For the moment, I’m with Andrew Sullivan–essentially mystified that the U.S. has chosen to concentrate its attention on Libya when there are so many other problems overseas and at home, and horrified, as always, by the vast, definitive stupidities uttered by the assorted bloodlusty neocons. I mean, for sheer chuckleheadedness, can you top this from Hugh Hewitt:

Hope that Secretaries Clinton and Gates persuaded the force-averse president that winning with special forces on the ground is preferable to a stalemate enforced from the skies.

Force averse? Has this talk show genius not heard of Afghanistan…or the Predators?

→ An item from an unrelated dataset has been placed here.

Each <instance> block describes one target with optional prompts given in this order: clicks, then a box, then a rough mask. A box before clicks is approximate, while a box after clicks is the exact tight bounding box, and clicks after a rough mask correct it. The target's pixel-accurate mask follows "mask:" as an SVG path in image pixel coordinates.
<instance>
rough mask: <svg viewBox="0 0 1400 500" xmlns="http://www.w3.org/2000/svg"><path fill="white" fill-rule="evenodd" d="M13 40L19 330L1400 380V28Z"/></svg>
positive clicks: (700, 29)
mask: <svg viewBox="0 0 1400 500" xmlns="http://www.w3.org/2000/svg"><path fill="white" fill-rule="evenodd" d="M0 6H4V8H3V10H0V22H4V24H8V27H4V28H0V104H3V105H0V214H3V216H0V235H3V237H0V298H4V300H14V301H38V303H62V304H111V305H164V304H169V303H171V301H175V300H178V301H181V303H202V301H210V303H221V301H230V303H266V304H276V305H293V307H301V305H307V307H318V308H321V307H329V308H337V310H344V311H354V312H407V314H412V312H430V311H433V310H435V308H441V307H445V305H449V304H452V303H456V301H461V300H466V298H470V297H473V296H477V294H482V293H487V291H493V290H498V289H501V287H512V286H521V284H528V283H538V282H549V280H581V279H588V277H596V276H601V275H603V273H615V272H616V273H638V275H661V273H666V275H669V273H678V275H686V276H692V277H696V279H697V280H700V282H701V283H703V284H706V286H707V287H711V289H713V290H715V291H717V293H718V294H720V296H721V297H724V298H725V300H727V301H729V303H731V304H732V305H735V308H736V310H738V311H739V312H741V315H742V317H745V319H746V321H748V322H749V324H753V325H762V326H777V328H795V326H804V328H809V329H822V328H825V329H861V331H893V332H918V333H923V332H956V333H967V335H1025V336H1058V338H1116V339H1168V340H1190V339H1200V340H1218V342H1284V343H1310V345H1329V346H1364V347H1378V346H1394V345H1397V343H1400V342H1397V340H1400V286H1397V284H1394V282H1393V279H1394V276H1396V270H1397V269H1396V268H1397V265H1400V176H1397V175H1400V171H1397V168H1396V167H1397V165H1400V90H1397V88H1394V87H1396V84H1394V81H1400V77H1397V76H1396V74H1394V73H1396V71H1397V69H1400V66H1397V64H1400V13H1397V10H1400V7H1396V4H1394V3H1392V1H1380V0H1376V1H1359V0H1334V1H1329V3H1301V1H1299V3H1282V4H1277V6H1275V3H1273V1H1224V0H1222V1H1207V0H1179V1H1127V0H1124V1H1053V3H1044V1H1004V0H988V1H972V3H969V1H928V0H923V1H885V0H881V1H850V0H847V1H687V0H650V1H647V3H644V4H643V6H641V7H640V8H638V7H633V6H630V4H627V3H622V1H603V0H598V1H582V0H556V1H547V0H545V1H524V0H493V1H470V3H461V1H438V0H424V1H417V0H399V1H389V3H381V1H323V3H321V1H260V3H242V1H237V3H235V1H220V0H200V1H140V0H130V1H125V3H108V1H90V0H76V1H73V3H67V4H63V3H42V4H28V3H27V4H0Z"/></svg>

Hewitt should also be reminded that Secretary Gates is clearly, and recently, on record expressing great skepticism about any land action in an Islamic country.

I may be proved wrong here. Someone may take out Gadhafi with a lucky Tomahawk missile and end this misery tomorrow. Gadhafi could be replaced by George Washington al-Rahman on the day after. But it seems to me that we have been plumb stupid invading yet another Islamic country. I know that people like Samantha Power have the best intentions here–but so did Paul Wolfowitz, a true conservative idealist, in Iraq. I, for one, don’t know where “humanitarian” intervention ends and neocolonialism begins. And I believe, with Brother Goldblog, that Libya is well down the list of U.S. overseas priorities (although I disagree somewhat with his list here).

Finally, I’d love to know how much this latest adventure is going to cost us…and how those costs compare to the pittance we spend on economic development in places like Pakistan and Egypt–countries whose stability is absolutely necessary to American national security.

I know that when the United Nations and the Arab League support military action, it’s hard not to go along–although the Arab League’s abrupt about-face when the establishment of a no-fly zone turned out to involve, well, you know, military action, is too hilariously predictable for words. But given the amount of opposition to this course of action within the Obama Administration–from the Pentagon, especially– and the amount of business we have to conduct elsewhere in the world, and the sheer exhaustion of the U.S. military, and the need to really focus on our problems at home, I am just shocked and, yes, mystified that the President has decided to get us mixed up in this.

And furthermore: Paul Krugman has a good column today on a far more important battle that Obama is choosing not to fight–the battle to get Elizabeth Warren appointed to direct the Consumer Finance Regulation Bureau. We are slipping back into Wall Street business as usual, taking the same old on-ramp to financial chicanery, and the President is lobbing cruise missiles at Libya? Some perspective…please?